Moscow, Russia lbronzino@gmail. com
The article is aimed at theoretical reconstruction and comparison of consumer society’s concepts in the works of H. Marcuse, the member of Frankfurt school, and J. Baudrillard, social thinker with postmodern orientation. The theoretists ’ aproaches to defintion of consumer society are analysed , their wide social-theoretical context is explored, and opportunity to use this aproaches for studying contemporary social reality are described in this article.
Keywords: consumer society; social theory; postmodernism; Frankfurt school; simulacrum; mass media.
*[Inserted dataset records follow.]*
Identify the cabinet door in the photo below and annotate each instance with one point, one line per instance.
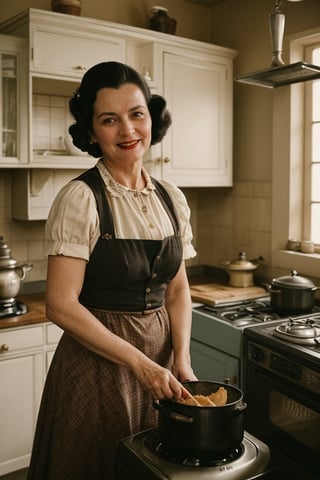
(69, 54)
(197, 149)
(21, 387)
(210, 364)
(13, 94)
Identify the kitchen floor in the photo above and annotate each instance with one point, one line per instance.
(19, 475)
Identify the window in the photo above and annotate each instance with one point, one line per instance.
(312, 134)
(296, 163)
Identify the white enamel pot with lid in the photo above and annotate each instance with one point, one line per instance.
(241, 270)
(11, 274)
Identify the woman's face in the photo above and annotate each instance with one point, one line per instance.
(122, 123)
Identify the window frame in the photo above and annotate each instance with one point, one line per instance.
(288, 164)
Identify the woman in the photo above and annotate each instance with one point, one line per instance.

Маркузе и Бодрийяр: необходимость сравнительного исследования
Франкфуртская школа социальной мысли - одно из наиболее влиятельных и по сей день актуальных направлений в социологической мысли [1], концептуальный аппарат, сформированный в рамках ее учения, до сих с успехом применяется для исследования важнейших социальных проблем. К подобным концептам относится и «общество потребления», сквозь призму которого изучаются потребительское поведение, политические и рыночноэкономические манипуляции, функционирование средств массовой информации и многие другие феномены.
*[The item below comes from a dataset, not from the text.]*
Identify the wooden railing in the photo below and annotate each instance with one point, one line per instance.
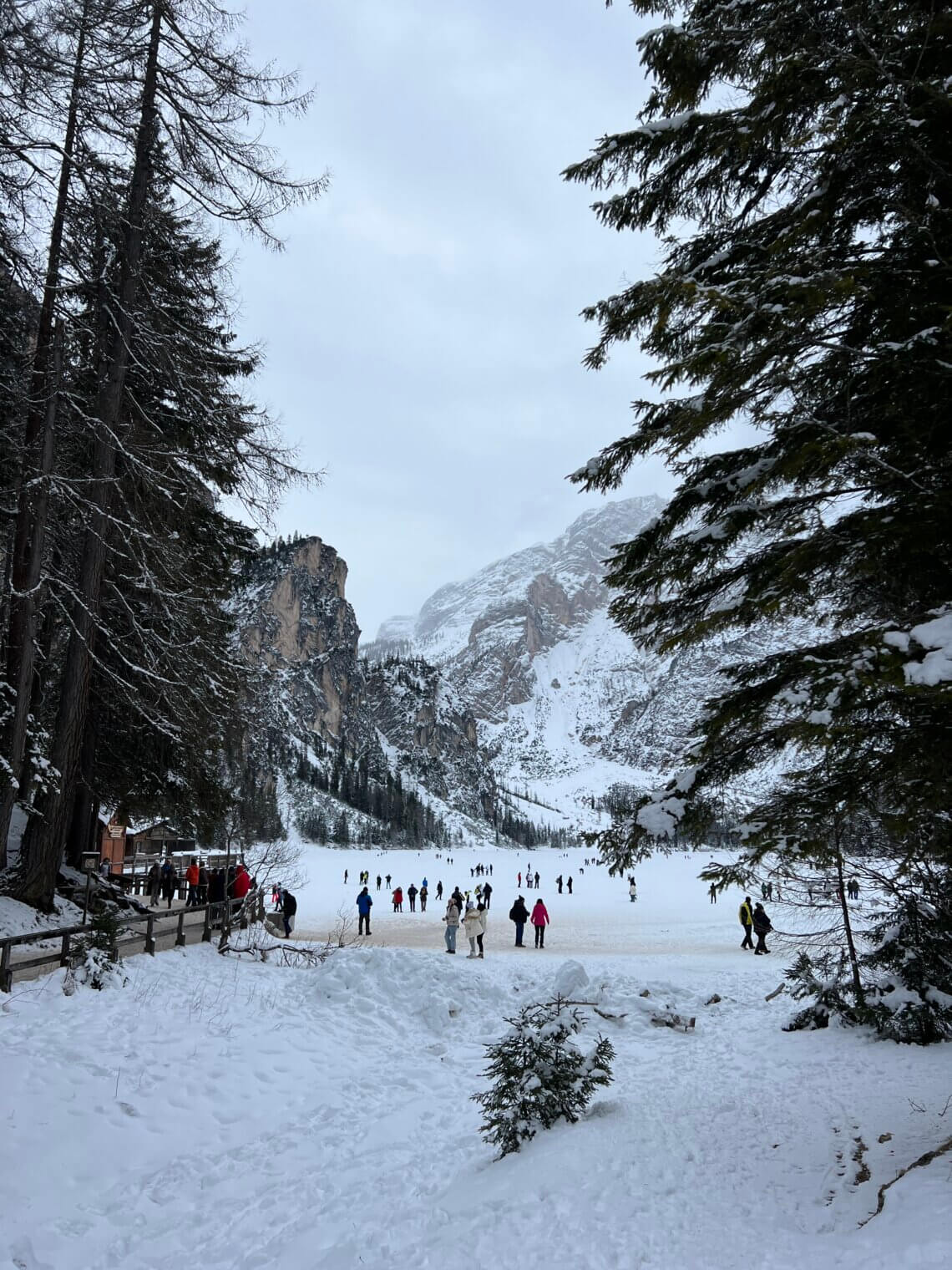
(66, 933)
Собственно концепт общества потребления получает широкое распространение в конце ХХ века, когда его эвристическая значимость фиксируется множеством эмпирических исследований, а теоретическая модель, способная объяснить социальные трансформации, вызванные возникновением массового производства, становится насущной необходимостью. В это время появляются теории, трактующие общество потребления в терминах постмодернизма, в частности, в рамках концепции симулякров, предложенной Жаном Бодрийяром [2]. Компаративистский анализ подходов этих двух мыслителей к обществу потребления позволяет высветить эвристический смысл данного концепта и специфику его применения в современных условиях.
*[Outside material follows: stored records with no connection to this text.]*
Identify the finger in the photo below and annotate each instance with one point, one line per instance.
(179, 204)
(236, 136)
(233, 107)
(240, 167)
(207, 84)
Понятие «одномерного мышления» как предпосылка формирования общества потребления
Г ерберт Маркузе, в первую очередь, критик современного ему капитализма, трансформированного со времен К. Маркса, но не ставшего справедливым обществом. Развитие науки и техники, утрверждает Маркузе, позволяет господствующему классу сформировать новый тип массового «одномерного человека», в котором критическое отношение к обществу атрофировалось. Безусловно, что критику капитализма лучше всего осуществил Маркс, однако многие его догмы сегодня устарели и нуждаются в переосмыслении и трансформации. Среди них - известное положение о ведущей роли пролетариата, способного революционным путем изменить общество. Проблема в том, что современный пролетариат интегрирован в общество и, став его частью, поддается манипуляциям сознания. Особенно хорошо это удается осуществить, манипулируя потребностями людей, то есть, навязывая рабочему классу новые потребности, которые он хочет и в современном, достаточно развитом в экономическом отношении обществе может удовлетворить при определенных условиях. Потребности, разумеется, ложные, но иллюзорная возможность удовлетворить их делает из пролетария члена «общества потребления».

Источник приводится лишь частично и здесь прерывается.